Oliver said:
Alternatively, you could pass a factory to GenericDemo, and the factory
could create your objects for you. But then, what is it exactly that
GenericDemo does? If all it does is creates objects, then GenericDemo itself
should be made into a factory.
Maybe we are talking across each other... basically I have some class
that as a result of a rather costly, O(n^2), calculation will create n
or fewer elements of some type... Since almost all the logic (except
the user interface) for this is in the base class ("Foo") and I just
want to create decorators for different UI standards (i.e. toString()
when called from a CmdLineFoo spits out a user readable version but
from anything else just returns this.getClass()@this.hashCode()
[default Object method])
Some details on the application might make it a little clearer:
Assume I have some class that prepares a list of "chunks" of difference
between two files (simelor to diff(1) but using a slightly improved LCS
algorithm)... The super class Chunk knows everything there is know
about chunks (i.e. there size, where they are in the file(s), and what
edits they require)....
Now I want to make two different (maybe more in the future) UI's for
this app
one is a command line version that will produce output identical to
diff(1) (I want to make it so this can be done as a call to some method
in the diff class [version control and a few other apps would do it
this way]).
I have defined the following:
public class DiffChunk
{
// impliment UI independant code... DOES NOT overide toString()!!!!
}
public class DiffChunkText extends DiffChunk
{
// overides toString() ONLY!!!!
}
So in the differnence finding class I have something like this:
public class FileDiff<T extends DiffChunk>
{
public FileDiff(String file1, String file2)
{
// parse and generate LCS for both files
T chunk=new T(...); // Complor error
T chunk=(T) new DiffChunk(...); // Problem for reasons
discussed alrady
while(operations are left in the LCS)
if op != NOP // the lines are the SAME
chunk.add(op)
else {
chunks.add(chunk);
T chunk=new T(...); // see comment above
T chunk=(T) new DiffChunk(...);
}
}
}
public class CmdLine
{
public void main(String [] args)
{
for(DiffChunkPrint chunk:new FileDiff(arg[0],arg[1])

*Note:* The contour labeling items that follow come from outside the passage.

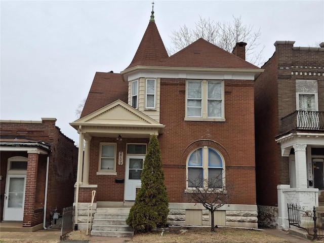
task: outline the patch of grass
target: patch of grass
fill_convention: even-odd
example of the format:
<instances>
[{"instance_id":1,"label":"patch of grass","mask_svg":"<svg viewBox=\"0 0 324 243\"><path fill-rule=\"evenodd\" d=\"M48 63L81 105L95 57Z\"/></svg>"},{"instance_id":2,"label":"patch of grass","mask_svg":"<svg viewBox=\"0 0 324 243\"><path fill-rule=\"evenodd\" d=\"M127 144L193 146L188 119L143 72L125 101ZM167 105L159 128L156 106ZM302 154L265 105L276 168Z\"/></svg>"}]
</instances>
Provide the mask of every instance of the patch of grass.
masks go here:
<instances>
[{"instance_id":1,"label":"patch of grass","mask_svg":"<svg viewBox=\"0 0 324 243\"><path fill-rule=\"evenodd\" d=\"M163 236L160 232L135 234L132 243L290 243L282 239L266 233L264 231L229 228L218 228L211 232L209 228L179 228L166 229Z\"/></svg>"}]
</instances>

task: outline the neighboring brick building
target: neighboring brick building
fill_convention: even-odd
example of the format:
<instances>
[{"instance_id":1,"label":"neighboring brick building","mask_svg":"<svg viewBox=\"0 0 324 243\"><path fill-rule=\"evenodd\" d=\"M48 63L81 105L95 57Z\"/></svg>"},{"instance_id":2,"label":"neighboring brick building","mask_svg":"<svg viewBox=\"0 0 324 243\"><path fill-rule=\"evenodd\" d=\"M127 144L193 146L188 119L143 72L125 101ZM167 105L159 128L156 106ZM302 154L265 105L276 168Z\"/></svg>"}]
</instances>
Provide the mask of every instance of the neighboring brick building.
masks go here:
<instances>
[{"instance_id":1,"label":"neighboring brick building","mask_svg":"<svg viewBox=\"0 0 324 243\"><path fill-rule=\"evenodd\" d=\"M56 121L0 120L2 221L37 230L73 205L78 149Z\"/></svg>"},{"instance_id":2,"label":"neighboring brick building","mask_svg":"<svg viewBox=\"0 0 324 243\"><path fill-rule=\"evenodd\" d=\"M97 206L131 204L156 134L169 224L209 225L187 181L220 174L235 197L217 212L217 224L256 227L254 82L262 70L241 58L246 45L237 44L237 56L200 38L169 57L152 15L130 65L121 73L96 73L81 118L70 124L80 145L85 140L76 207L87 208L92 190ZM82 211L76 223L85 229Z\"/></svg>"},{"instance_id":3,"label":"neighboring brick building","mask_svg":"<svg viewBox=\"0 0 324 243\"><path fill-rule=\"evenodd\" d=\"M255 83L262 227L288 227L287 203L311 210L324 198L318 195L324 190L324 43L321 48L294 43L276 42Z\"/></svg>"}]
</instances>

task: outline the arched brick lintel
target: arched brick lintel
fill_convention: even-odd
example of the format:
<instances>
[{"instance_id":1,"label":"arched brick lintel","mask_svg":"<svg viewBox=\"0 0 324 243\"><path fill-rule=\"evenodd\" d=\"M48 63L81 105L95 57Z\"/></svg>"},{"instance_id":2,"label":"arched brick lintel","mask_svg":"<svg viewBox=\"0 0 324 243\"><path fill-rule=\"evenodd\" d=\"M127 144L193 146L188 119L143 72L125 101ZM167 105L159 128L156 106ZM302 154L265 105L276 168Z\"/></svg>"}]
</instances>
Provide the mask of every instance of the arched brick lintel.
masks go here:
<instances>
[{"instance_id":1,"label":"arched brick lintel","mask_svg":"<svg viewBox=\"0 0 324 243\"><path fill-rule=\"evenodd\" d=\"M213 148L221 153L225 160L225 165L229 165L231 164L229 154L228 154L228 153L225 148L215 141L209 139L201 139L200 140L195 141L188 145L184 150L183 153L182 153L182 155L181 156L181 164L186 164L187 163L187 158L192 151L197 148L202 147L204 146L207 146L208 147Z\"/></svg>"}]
</instances>

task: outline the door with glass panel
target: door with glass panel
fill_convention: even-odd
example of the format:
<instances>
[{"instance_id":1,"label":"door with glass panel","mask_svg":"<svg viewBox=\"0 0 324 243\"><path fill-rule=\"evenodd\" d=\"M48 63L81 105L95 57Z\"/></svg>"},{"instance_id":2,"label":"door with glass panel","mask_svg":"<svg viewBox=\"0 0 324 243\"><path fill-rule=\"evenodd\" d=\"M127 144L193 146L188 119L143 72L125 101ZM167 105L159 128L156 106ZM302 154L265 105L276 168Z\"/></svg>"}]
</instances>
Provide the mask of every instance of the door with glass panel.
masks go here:
<instances>
[{"instance_id":1,"label":"door with glass panel","mask_svg":"<svg viewBox=\"0 0 324 243\"><path fill-rule=\"evenodd\" d=\"M125 176L125 200L135 201L136 188L141 187L141 174L145 156L127 155Z\"/></svg>"},{"instance_id":2,"label":"door with glass panel","mask_svg":"<svg viewBox=\"0 0 324 243\"><path fill-rule=\"evenodd\" d=\"M22 221L24 216L26 175L10 175L7 178L4 221Z\"/></svg>"}]
</instances>

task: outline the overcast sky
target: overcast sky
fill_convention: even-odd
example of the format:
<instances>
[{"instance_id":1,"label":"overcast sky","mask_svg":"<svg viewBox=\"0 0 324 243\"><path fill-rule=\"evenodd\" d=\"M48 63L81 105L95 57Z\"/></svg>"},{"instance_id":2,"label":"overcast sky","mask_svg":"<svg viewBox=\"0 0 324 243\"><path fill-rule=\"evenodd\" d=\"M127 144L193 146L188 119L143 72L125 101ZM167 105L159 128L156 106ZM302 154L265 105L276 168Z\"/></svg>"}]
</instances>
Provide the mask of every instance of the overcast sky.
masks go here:
<instances>
[{"instance_id":1,"label":"overcast sky","mask_svg":"<svg viewBox=\"0 0 324 243\"><path fill-rule=\"evenodd\" d=\"M69 123L96 71L120 72L131 62L148 24L152 1L1 1L0 119L40 120L78 143ZM260 29L266 61L276 40L295 46L324 42L323 1L154 1L167 48L172 31L199 16Z\"/></svg>"}]
</instances>

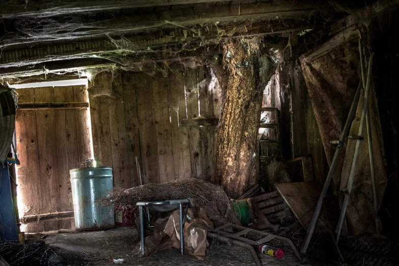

System.out.println(chunk);
}
}
public class GUI {
public void main(String [] args)
{
for(DiffChunkPrint chunk:new FileDiff(arg[0],arg[1])
Draw(chunk);
}
}
I don't understand the question. In fact, I don't really understand the
application described earlier in the thread. What makes a subtype desired?
What do you mean by prototyped? Are you implying you already need an
instance of a subtype to clone() it? 'Cause you don't, you just generate
instances of the subtypes via the factory.